Michael Saward, The Representative Claim, Oxford University Press, 2010.
“The possibilities of real or hypothetical agreement or consensus in the world are extremely limited. This does not, of course, imply that it might not be an extremely good idea to conduct as extensive discussions as possible, develop discursive institutions, and so on. We might have all kinds of good reasons for this apart from the excessively cheerful idea that free discussion would give us automatic access to a common good.”
Raymond Geuss, 2001, Public Goods, Private Goods, Princeton University Press.
“Violence can be justifiable, but it never will be legitimate. Its justification loses its plausibility the farther its intended end recedes into the future.”
Hannah Arendt, 1969, On Violence, Harcourt and Brace.
“Factual truth is the bedrock of a free politics. Difference of interpretation and opinion is its process. That the factual sometimes fades into the interpretative does not mitigate against the requirement that an interpretative scheme or doctrine cannot substitute for politics. That the interpretative sometimes seems to the convinced to be the factual does not mitigate against the requirement that for people to meet and interact in a free public, they must share a sense of a factual world. That fact and interpretation get mixed up is very much a part of the messiness of politics, a messiness that is confronted in concrete interactive situations.”

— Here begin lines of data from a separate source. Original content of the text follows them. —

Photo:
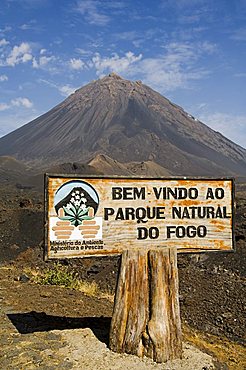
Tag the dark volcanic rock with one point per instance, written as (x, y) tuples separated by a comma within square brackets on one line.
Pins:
[(129, 122)]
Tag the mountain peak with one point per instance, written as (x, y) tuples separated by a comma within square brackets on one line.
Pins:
[(115, 76), (128, 122)]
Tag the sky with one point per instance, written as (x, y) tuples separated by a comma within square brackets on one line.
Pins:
[(191, 51)]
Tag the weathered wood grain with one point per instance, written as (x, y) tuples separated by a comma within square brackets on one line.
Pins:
[(146, 319)]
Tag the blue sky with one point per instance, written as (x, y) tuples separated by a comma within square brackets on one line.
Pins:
[(191, 51)]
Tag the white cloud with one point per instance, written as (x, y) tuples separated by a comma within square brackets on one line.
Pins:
[(64, 90), (19, 54), (42, 61), (231, 126), (115, 63), (10, 121), (22, 102), (76, 64), (239, 35), (3, 78), (176, 68), (4, 106), (3, 42), (90, 10)]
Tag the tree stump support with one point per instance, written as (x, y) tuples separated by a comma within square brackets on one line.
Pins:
[(146, 316)]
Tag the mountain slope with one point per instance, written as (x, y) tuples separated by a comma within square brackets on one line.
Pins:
[(127, 121)]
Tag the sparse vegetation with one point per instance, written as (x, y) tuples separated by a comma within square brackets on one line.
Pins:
[(62, 276)]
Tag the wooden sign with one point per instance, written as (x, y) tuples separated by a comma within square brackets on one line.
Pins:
[(104, 216)]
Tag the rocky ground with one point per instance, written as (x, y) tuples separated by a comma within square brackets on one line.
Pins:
[(52, 327)]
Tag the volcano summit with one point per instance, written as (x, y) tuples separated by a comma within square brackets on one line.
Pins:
[(127, 121)]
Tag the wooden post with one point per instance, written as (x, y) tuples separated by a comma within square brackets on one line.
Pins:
[(146, 317)]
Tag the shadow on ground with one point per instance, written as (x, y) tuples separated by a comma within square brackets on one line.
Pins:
[(33, 321)]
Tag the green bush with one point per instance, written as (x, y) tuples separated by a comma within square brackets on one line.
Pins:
[(59, 275)]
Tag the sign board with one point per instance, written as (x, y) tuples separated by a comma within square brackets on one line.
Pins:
[(87, 216)]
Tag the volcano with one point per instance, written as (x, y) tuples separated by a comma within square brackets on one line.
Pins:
[(128, 122)]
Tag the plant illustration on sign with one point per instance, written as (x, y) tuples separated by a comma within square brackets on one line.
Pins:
[(76, 210), (76, 203)]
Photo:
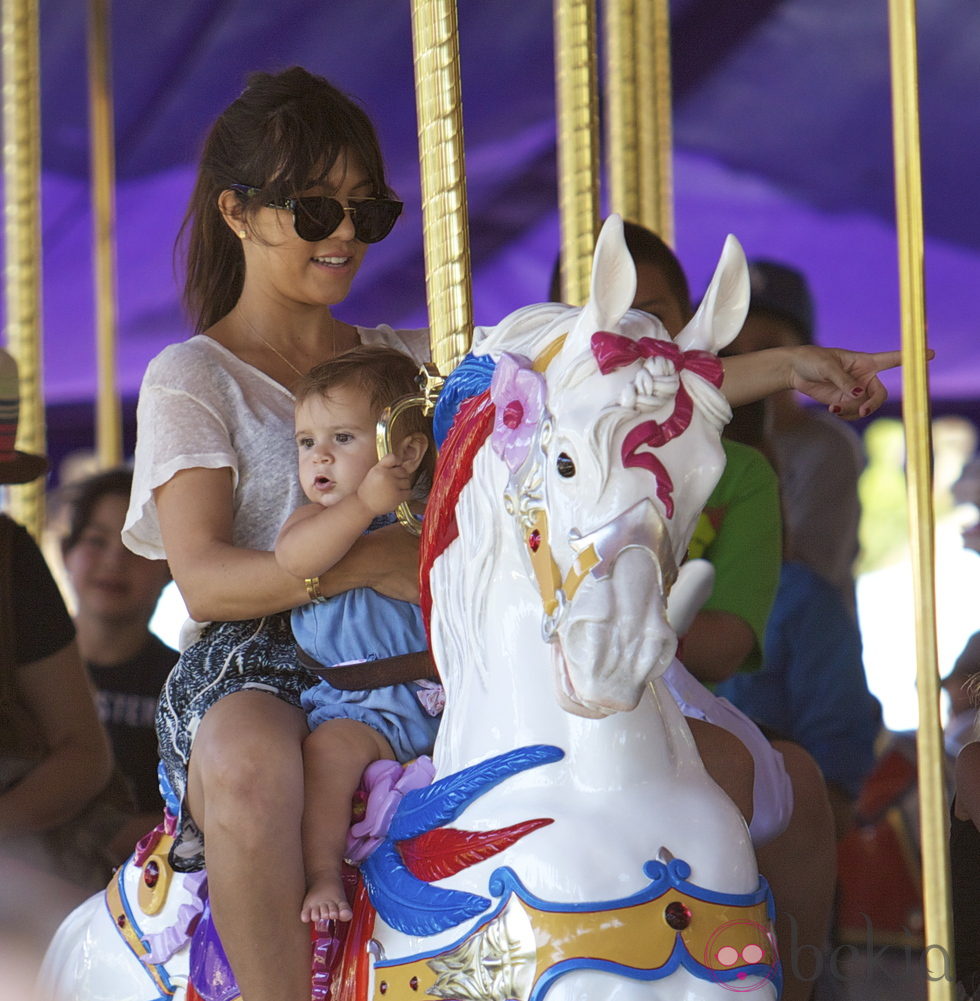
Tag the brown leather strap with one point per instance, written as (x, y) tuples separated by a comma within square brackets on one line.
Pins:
[(374, 674)]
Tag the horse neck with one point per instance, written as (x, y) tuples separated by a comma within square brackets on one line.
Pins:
[(496, 665)]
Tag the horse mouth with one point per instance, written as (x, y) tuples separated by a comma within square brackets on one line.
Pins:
[(569, 698)]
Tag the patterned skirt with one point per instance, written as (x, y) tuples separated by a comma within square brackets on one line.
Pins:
[(254, 654)]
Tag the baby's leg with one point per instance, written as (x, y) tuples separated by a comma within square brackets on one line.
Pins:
[(335, 755)]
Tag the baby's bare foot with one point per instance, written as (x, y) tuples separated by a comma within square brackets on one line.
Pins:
[(325, 899)]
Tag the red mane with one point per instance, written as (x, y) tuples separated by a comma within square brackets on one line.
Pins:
[(470, 428)]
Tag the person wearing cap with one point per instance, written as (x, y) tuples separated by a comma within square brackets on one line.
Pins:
[(818, 456), (54, 755)]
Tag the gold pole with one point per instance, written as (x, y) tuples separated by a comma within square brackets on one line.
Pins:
[(578, 143), (915, 407), (653, 39), (108, 412), (623, 133), (22, 234), (445, 228)]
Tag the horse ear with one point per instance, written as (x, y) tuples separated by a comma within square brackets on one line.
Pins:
[(723, 309), (614, 276)]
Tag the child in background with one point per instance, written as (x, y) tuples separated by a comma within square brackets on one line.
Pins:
[(350, 492)]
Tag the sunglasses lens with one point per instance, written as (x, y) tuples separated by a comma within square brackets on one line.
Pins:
[(316, 218), (374, 218)]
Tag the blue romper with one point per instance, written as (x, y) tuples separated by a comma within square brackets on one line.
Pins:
[(357, 626)]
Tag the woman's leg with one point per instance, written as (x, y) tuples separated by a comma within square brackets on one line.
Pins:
[(245, 792), (335, 755)]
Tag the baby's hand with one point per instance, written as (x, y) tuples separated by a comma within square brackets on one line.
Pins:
[(386, 484)]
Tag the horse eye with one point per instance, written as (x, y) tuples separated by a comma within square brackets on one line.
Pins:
[(566, 467)]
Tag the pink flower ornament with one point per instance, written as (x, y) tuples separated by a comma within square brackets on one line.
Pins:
[(386, 783), (518, 392)]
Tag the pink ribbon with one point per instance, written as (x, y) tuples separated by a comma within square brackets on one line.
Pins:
[(613, 351)]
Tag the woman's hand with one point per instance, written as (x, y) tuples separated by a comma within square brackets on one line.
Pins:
[(845, 381)]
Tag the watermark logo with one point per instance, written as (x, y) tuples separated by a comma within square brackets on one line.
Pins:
[(740, 944)]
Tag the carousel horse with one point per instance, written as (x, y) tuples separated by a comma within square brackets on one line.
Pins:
[(566, 840)]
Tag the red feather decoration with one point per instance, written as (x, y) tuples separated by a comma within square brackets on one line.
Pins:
[(443, 852)]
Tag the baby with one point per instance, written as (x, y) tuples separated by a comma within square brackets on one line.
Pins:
[(350, 492)]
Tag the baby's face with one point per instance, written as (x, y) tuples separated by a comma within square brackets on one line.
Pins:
[(335, 443)]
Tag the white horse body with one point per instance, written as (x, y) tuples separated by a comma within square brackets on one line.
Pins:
[(565, 652), (585, 678)]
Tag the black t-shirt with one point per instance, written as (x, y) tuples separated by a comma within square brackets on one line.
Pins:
[(127, 695), (42, 625), (964, 852)]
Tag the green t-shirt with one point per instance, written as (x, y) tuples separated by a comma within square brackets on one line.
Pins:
[(741, 534)]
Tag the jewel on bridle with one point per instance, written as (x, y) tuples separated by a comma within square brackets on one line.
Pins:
[(677, 915)]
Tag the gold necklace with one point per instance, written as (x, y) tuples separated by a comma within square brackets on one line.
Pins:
[(276, 351)]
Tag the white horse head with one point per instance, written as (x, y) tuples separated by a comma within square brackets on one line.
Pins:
[(610, 432)]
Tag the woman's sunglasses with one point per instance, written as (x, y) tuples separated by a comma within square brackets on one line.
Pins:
[(316, 216)]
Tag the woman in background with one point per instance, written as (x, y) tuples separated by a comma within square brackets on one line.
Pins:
[(116, 593)]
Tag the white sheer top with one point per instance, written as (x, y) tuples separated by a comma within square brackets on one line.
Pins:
[(202, 406)]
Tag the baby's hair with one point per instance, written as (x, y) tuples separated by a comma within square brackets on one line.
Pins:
[(384, 374)]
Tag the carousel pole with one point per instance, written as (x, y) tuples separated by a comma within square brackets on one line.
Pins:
[(639, 133), (578, 143), (445, 229), (22, 234), (623, 138), (915, 410), (108, 411)]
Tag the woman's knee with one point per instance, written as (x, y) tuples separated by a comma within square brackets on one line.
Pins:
[(239, 766)]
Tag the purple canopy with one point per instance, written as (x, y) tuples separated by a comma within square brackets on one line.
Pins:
[(782, 127)]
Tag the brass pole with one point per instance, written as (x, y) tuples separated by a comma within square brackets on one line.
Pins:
[(623, 131), (578, 143), (108, 411), (22, 234), (915, 408), (445, 228), (656, 145)]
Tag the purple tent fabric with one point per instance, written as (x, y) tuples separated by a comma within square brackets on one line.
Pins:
[(782, 127)]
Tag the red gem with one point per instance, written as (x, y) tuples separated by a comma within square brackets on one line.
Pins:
[(151, 874), (513, 414), (677, 916)]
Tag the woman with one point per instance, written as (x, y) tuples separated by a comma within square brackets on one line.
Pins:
[(116, 593), (290, 189), (215, 478)]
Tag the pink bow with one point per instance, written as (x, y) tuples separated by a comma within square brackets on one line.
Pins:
[(613, 351)]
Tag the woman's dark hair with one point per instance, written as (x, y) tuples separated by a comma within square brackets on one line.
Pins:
[(383, 374), (82, 497), (281, 136)]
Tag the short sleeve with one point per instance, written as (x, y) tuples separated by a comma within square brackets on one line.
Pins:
[(177, 428)]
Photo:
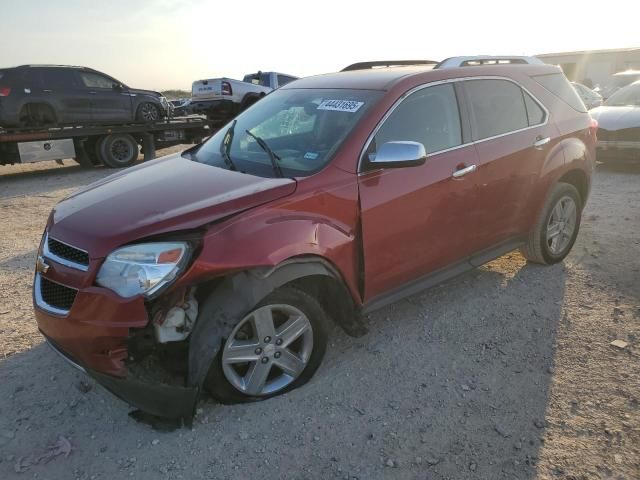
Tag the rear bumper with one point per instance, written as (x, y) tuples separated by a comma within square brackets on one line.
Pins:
[(619, 149), (218, 106), (167, 401)]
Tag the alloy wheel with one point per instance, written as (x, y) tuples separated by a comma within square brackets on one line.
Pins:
[(121, 150), (268, 350), (561, 225), (149, 112)]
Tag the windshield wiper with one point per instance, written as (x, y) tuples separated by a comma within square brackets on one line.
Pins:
[(273, 156), (225, 146)]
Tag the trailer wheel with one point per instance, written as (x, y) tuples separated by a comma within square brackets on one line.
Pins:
[(118, 150)]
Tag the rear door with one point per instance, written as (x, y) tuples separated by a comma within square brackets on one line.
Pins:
[(109, 102), (60, 87), (513, 137), (417, 220)]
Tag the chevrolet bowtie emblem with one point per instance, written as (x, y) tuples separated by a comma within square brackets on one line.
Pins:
[(41, 265)]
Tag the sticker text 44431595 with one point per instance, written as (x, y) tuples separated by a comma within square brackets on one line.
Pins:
[(350, 106)]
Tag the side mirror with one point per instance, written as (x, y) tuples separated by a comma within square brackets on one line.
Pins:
[(399, 154)]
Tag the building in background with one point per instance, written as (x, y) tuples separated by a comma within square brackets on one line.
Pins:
[(594, 67)]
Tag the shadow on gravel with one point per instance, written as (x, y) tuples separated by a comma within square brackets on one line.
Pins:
[(452, 383), (620, 167)]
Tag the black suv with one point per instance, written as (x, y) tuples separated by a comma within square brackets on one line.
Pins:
[(48, 95)]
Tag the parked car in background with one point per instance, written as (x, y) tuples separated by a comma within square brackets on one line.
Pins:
[(223, 98), (619, 125), (590, 98), (51, 95), (617, 81), (236, 254)]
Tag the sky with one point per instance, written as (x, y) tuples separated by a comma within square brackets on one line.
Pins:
[(163, 44)]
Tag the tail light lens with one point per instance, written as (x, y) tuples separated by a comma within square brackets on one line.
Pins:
[(593, 128)]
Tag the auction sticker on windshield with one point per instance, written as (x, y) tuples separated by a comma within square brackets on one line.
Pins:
[(340, 105)]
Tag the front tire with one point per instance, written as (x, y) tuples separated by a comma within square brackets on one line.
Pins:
[(275, 348), (148, 113), (557, 227)]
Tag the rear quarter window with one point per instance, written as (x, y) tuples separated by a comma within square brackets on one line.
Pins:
[(558, 84), (496, 107)]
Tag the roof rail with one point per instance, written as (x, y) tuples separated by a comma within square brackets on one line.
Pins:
[(474, 61), (386, 63)]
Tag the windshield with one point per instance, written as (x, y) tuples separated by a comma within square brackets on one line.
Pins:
[(302, 127), (629, 95)]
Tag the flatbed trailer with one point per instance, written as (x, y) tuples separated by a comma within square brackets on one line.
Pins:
[(114, 146)]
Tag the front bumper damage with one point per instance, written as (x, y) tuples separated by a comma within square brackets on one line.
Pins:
[(167, 401)]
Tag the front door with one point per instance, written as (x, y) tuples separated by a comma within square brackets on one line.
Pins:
[(420, 219), (110, 102)]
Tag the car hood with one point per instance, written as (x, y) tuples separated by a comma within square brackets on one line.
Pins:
[(137, 91), (168, 194), (616, 118)]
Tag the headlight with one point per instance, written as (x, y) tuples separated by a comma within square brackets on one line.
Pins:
[(143, 268)]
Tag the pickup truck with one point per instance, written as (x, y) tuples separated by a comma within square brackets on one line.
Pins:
[(223, 98)]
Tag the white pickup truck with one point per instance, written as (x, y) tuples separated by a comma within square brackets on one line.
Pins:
[(223, 98)]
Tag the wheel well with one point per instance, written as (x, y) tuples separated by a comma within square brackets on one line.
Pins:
[(578, 179)]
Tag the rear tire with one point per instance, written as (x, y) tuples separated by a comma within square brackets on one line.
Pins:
[(226, 378), (557, 226), (119, 150)]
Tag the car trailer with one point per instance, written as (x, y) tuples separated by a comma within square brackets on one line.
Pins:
[(114, 146)]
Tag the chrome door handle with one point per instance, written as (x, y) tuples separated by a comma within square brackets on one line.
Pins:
[(541, 142), (463, 171)]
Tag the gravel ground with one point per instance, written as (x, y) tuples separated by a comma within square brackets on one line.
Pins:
[(505, 372)]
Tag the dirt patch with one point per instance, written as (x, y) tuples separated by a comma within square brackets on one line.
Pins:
[(505, 372)]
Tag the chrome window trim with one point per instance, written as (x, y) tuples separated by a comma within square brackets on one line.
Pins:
[(472, 142), (37, 294), (63, 261)]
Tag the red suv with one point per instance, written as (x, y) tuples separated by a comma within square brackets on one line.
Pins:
[(219, 269)]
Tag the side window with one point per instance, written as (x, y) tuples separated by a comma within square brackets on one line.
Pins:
[(535, 113), (429, 116), (58, 79), (94, 80), (497, 107), (284, 79)]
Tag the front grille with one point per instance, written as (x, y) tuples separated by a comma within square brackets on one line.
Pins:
[(67, 252), (56, 295)]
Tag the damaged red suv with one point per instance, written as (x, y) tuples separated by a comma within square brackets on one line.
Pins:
[(220, 269)]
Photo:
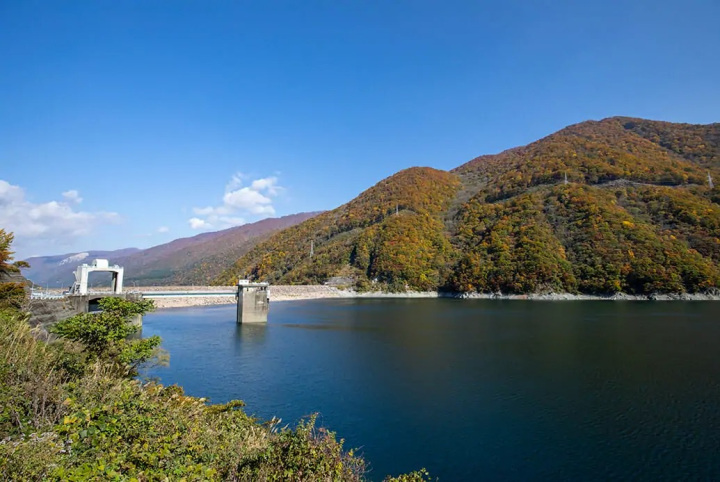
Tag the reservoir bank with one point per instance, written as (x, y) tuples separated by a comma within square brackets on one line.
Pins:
[(473, 389)]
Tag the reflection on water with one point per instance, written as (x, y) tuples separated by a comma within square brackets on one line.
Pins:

Jeffrey Goldfarb, 2006. The Politics of Small Things: The Power of the Powerless in Dark Times, University of Chicago Press.
“Democracy is no longer an unequivocal ideal, it is also a historical fact, not just the prize but the battleground on which social struggles take place […] Both Left and Right work the terrain of democracy, and though the ground ought to favour the former, it is from the latter that some of the most successful and inventive thrusts have come.”
Ken Hirschkop, 1999, Mikhail Bakhtin: An Aesthetic for Democracy, Oxford University Press.
“Democratic cosmopolitanism is a name for forms of internationalism that seek not to govern, per se, but rather to widen the resources, energies, and accountability of an emerging international civil society that contests or supports state actions in matters of transnational and local interest such as environmental, economic, military, cultural and social policies.”
Bonnie Honig, 2001, Democracy and the Foreigner, Princeton University Press.
“If anyone else had published the second and third volumes of the History of Sexuality, they would have had little to no impact on the theoretical domains of literary and cultural theory in the U.S. academy.”
Amanda Anderson, 2006, The Way We Argue Now: A Study in the Cultures of Theory. Princeton, Princeton University Press, p. 121.